Asparagus season begins mid-April. And would you look at that? It’s mid-April! I was lucky to pick up two bunches of asparagus for the price of one at a local natural foods shop this week. Asparagus is one of those food items that you don’t want to add too much to – it’s flavor is so delicate and should really be allowed to shine on it’s own. Here’s a lovely little asparagus recipe I came up with:

Fresh Asparagus w/Sunflower Seeds & Garlic

 

  • 1 bunch of fresh Asparagus
  • 4 clove garlic, sliced
  • about 1/4 cup raw sunflower seeds
  • fresh lemon juice & zest of 1/2 lemon
  • sea salt
  • olive oil

1. Start by boiling a large pot of water. Enough that there is room for your asparagus.

2. Preheat oven to 350 degrees F.

3. Prepare your ingredients. Wash asparagus and cut off the tough, white ends. Cut asparagus diagonally into 1″ – 2″ pieces. Then you can slice your garlic cloves into thin slices, or dice.

4. Mix sunflower seeds, garlic and just a dash of olive oil onto small baking sheet (or pie pan) and put in oven to begin roasting. Allow to roast anywhere from 10 – 20 minutes, it all really depends on your oven (mine is a little funny and takes much less time than normal folks’ ovens.) When nicely browned, take out of oven and let cool off just a bit.

5. When water comes to rolling boil, add Asparagus. Only let asparagus cook for 3 to 4 minutes! This is crucial, you do not want your asparagus to come out too mushy! Drain water off asparagus, and put into mixing bowl.

6. Add garlic & sunflower seeds to warm asparagus, drizzle with olive oil and add salt (to taste). Squeeze fresh lemon and add zest to bowl. Mix well! Enjoy lots!

I served this with a side of locally made kraut and croissants spread with a herbed & spiced vegan cream cheese. An absolutely perfect spring meal! Too bad the weather outside isn’t reflecting the season!

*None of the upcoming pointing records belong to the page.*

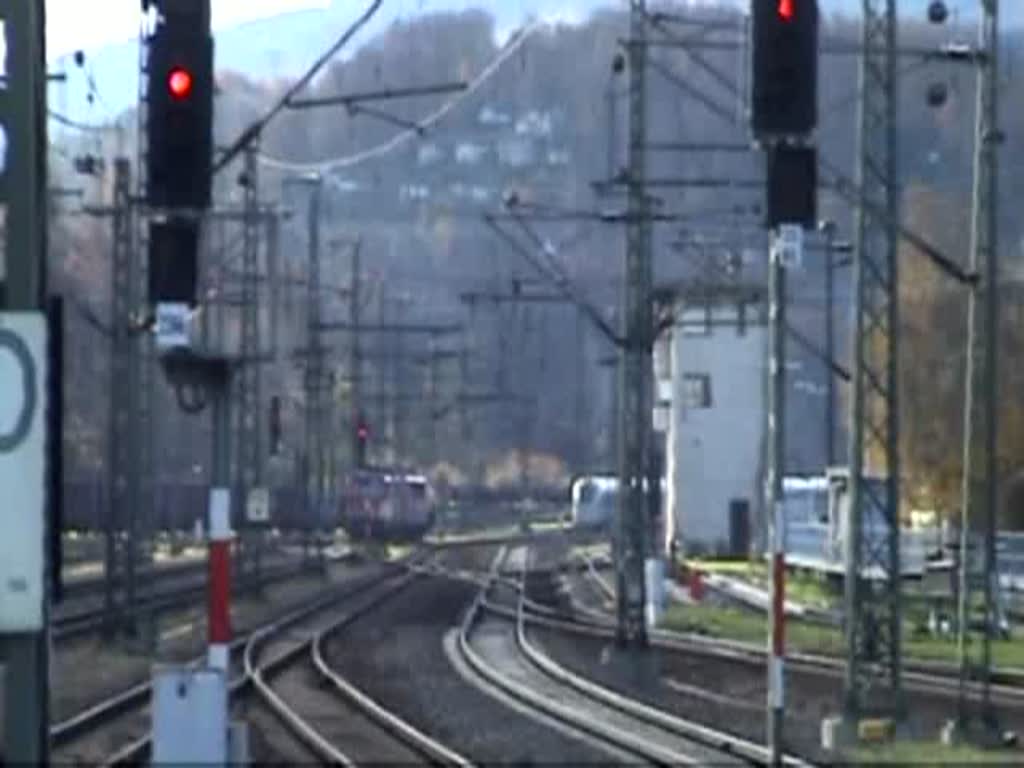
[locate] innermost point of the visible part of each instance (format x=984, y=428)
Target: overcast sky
x=74, y=25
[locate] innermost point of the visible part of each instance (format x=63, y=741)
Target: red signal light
x=179, y=83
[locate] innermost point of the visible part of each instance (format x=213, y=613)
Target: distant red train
x=381, y=505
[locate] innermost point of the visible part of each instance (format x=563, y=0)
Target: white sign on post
x=23, y=470
x=172, y=326
x=788, y=245
x=258, y=506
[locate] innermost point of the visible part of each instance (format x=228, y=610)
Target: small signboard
x=258, y=506
x=172, y=326
x=788, y=246
x=662, y=418
x=23, y=470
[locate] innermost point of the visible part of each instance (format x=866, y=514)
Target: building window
x=696, y=390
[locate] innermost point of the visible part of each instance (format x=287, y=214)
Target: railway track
x=71, y=624
x=494, y=642
x=115, y=730
x=922, y=677
x=328, y=712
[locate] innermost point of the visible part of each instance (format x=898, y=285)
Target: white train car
x=817, y=511
x=594, y=501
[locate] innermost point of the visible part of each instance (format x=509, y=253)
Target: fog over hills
x=284, y=45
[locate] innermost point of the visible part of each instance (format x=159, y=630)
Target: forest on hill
x=541, y=125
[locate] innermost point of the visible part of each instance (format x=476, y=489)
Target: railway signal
x=179, y=143
x=179, y=98
x=785, y=68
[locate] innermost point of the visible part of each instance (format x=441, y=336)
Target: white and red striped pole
x=219, y=595
x=776, y=658
x=786, y=246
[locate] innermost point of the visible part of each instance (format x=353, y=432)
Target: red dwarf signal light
x=179, y=83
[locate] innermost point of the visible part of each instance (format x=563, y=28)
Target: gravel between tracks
x=395, y=654
x=728, y=694
x=85, y=672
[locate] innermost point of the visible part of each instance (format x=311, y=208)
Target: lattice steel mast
x=873, y=610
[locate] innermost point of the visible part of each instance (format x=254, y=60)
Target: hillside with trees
x=540, y=126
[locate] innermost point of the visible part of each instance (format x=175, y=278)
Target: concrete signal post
x=783, y=116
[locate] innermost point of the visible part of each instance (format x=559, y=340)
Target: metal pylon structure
x=314, y=377
x=124, y=391
x=250, y=463
x=873, y=611
x=635, y=355
x=141, y=476
x=980, y=484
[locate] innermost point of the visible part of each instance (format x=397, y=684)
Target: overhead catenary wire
x=404, y=136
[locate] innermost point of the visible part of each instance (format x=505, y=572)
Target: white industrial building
x=711, y=406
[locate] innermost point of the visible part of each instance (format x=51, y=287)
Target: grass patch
x=736, y=624
x=932, y=754
x=802, y=588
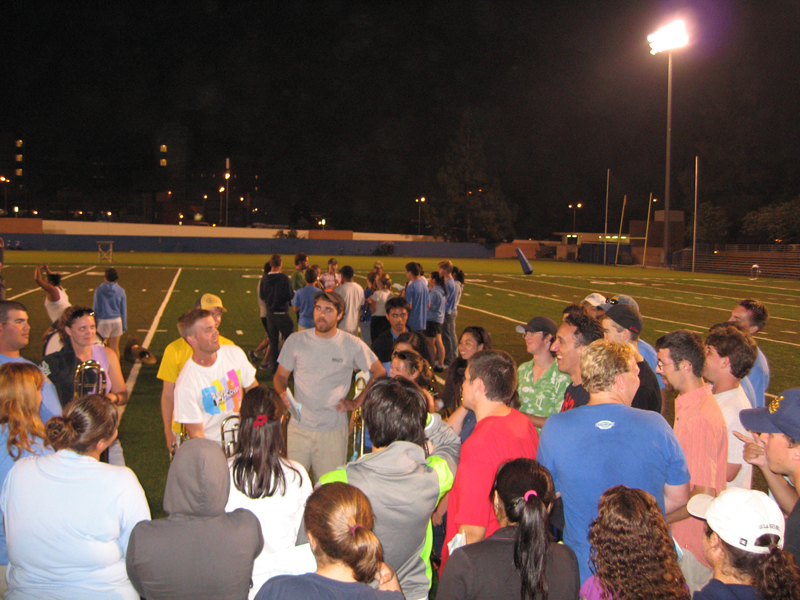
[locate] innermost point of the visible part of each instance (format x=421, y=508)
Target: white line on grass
x=692, y=325
x=38, y=288
x=134, y=374
x=662, y=300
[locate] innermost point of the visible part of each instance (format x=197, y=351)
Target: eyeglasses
x=84, y=312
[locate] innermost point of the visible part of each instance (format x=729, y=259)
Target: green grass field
x=496, y=296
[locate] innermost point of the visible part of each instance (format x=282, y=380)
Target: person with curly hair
x=608, y=443
x=743, y=542
x=633, y=557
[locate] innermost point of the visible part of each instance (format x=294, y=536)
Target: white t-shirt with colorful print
x=209, y=394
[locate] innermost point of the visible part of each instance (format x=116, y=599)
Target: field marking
x=671, y=301
x=30, y=291
x=130, y=383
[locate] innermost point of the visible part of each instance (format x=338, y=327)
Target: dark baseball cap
x=781, y=415
x=619, y=299
x=626, y=317
x=542, y=324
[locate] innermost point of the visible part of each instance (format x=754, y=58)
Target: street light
x=419, y=201
x=5, y=192
x=574, y=208
x=666, y=40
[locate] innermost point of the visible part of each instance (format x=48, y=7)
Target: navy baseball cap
x=781, y=415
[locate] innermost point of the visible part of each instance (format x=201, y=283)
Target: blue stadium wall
x=56, y=242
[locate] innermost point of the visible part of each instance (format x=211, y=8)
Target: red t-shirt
x=494, y=441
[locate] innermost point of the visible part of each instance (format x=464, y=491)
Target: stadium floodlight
x=666, y=40
x=668, y=37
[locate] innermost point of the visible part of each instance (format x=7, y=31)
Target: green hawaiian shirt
x=543, y=398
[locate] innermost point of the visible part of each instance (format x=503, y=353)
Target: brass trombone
x=357, y=417
x=229, y=434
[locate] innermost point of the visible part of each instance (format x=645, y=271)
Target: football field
x=160, y=287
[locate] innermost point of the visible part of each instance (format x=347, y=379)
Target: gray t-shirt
x=353, y=295
x=323, y=369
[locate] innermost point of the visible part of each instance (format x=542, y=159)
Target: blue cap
x=781, y=415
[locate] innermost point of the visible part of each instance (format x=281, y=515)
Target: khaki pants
x=322, y=451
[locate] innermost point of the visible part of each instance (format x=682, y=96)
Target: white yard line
x=134, y=374
x=36, y=289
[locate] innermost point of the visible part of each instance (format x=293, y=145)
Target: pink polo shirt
x=701, y=432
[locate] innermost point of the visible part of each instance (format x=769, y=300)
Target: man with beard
x=323, y=360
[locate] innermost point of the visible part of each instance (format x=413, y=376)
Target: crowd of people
x=556, y=478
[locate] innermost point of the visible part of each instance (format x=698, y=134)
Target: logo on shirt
x=223, y=396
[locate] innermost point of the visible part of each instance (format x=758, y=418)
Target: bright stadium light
x=668, y=37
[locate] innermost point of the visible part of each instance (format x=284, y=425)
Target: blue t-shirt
x=759, y=378
x=6, y=463
x=304, y=301
x=417, y=296
x=51, y=406
x=437, y=304
x=316, y=587
x=452, y=295
x=592, y=448
x=651, y=358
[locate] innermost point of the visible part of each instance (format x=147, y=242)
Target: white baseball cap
x=740, y=517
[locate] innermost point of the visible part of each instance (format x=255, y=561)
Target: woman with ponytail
x=68, y=517
x=264, y=481
x=21, y=429
x=338, y=521
x=744, y=535
x=520, y=560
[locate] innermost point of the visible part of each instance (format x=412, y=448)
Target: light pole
x=667, y=39
x=227, y=194
x=574, y=208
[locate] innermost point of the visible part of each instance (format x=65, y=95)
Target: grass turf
x=496, y=296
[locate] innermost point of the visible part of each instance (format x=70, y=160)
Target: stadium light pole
x=666, y=40
x=574, y=208
x=419, y=202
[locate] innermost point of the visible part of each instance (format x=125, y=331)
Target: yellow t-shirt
x=175, y=356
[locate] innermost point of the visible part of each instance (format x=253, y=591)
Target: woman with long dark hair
x=263, y=480
x=21, y=429
x=473, y=339
x=338, y=521
x=520, y=560
x=743, y=539
x=633, y=556
x=68, y=517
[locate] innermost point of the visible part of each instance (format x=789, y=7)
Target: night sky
x=347, y=108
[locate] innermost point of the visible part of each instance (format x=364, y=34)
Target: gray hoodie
x=199, y=550
x=404, y=487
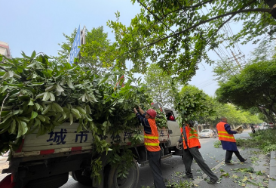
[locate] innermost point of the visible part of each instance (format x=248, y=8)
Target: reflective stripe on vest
x=223, y=134
x=192, y=138
x=151, y=141
x=151, y=144
x=151, y=137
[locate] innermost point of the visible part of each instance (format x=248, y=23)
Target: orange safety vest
x=151, y=141
x=223, y=134
x=192, y=138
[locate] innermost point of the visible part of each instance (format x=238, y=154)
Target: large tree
x=159, y=85
x=177, y=34
x=97, y=53
x=255, y=86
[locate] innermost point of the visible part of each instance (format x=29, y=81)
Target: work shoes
x=212, y=181
x=243, y=160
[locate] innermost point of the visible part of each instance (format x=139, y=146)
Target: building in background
x=4, y=49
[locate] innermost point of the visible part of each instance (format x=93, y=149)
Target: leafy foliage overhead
x=97, y=53
x=159, y=85
x=255, y=86
x=177, y=34
x=191, y=104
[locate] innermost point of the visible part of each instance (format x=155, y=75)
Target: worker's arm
x=144, y=122
x=228, y=129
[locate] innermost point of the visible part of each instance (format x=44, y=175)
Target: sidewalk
x=3, y=164
x=272, y=170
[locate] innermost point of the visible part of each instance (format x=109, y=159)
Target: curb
x=272, y=170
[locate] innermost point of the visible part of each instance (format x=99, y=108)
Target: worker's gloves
x=179, y=145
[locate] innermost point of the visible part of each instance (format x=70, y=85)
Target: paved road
x=173, y=168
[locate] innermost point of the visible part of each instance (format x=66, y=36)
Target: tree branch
x=206, y=21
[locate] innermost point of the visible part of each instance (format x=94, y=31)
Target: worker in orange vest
x=228, y=141
x=151, y=141
x=191, y=144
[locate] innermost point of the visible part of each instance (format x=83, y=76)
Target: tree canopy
x=159, y=85
x=177, y=34
x=97, y=53
x=255, y=86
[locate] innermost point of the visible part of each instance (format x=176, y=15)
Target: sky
x=39, y=25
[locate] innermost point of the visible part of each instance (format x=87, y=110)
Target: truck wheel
x=85, y=180
x=52, y=181
x=130, y=181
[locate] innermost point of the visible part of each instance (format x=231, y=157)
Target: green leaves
x=48, y=93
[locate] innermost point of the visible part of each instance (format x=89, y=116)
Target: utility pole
x=236, y=57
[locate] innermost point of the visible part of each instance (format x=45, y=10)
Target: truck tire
x=52, y=181
x=85, y=180
x=130, y=181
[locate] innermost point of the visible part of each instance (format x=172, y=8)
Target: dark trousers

If you’d like to do a search for what produce is seasonal in your area, try a search like this one over at simplesteps.org where you can find what is in season for your are, and local farmers’ markets. Real Simple offers a seasonal fruit & vegetable tool that allows you to choose your food and then will tell you when it is in season, how to store it, it’s shelf life, and uses. Eat fresh, eat local! You’ll feel better, wallet included!